Getting Away With It (All Messed Up)
Are you aching for the blade? So opens the song, “ode to life”, of the band James released in 2001. With this inaugural sentence, we dive directly into the dark depths of living or at least come close to its duality. Aching. And then Aching for. We are attracted to the blade that would bring us to the grave, as evoked a little further in the song suggesting the wish to disappear. Desire and threat. Will it hurt or will it heal?
Though we still need a professional blade to officially open, transform or treat the body, its scientific knowledge and transparency have become more accessible for the individual, and will eventually become common through open data. We see through and decrypt ourselves: sending a few millimeters saliva to California makes our genetics readable, our future affordable and origins traceable. Almost reliable. New technologies have eased the access to transparency, allowing a re-appropriation of the body by its owner in the whole medical processes (perhaps losing data safety or property as a counter part). In the 1980’s, “Wellness” was disseminated in contrast to the conception of “Health” as the state of non-illness. It raised awareness on “Well-being” while taking into consideration the environmental and socio-political contexts, the life-style and its associated sense of belonging. This might have reinforced home-made therapies, accelerating the development of alternative treatments and self-healing materials.
That’s ok, we’re insured. In a way, we are made to survive. We have the tools. Berkay Tuncay in his recent work and research focuses on relaxation videos. Constituting a mass consumer product, these countless videos, meditation, yoga lessons or other beloved ASMR channels have accumulated on the web and gained popularity among xennials, millennials or white-collar workers. They are the personal survival kit helping to control and minimize anxiety and contemporary day-to-day disorders. They are supposed to fix the back pain and the stress that they might actually be causing. We create the diseases and we create the tools. We create the tools that create the diseases and so on. Poison and remedy. “A healthy mind in a healthy body” henceforth intertwined with our technological lives.

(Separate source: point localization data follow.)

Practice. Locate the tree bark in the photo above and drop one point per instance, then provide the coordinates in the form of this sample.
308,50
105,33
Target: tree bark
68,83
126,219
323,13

Berkay Tuncay is interested in the visual, acoustic and semantic properties of these videos. Water, deep, sleep, sabotage, forest... He extracts their repetitive words and ideas, their corporate sounds, the recursive language of their ICT vehicles and translates them into visual digital poems – the Poems From Relaxation Videos. They are “captured” like the captcha forms that the artist uses to render the poems. The “Completely Automated Public Turing tests to tell Computers and Human Apart” remind you that you are not a robot. Installed in the space, they surround you with words, forms, sounds that push you to oscillate between reading and viewing mode, between the simplicity of the words and the complex image of a situation in which we live in or tend to leave. Getting Away With It (All Messed Up).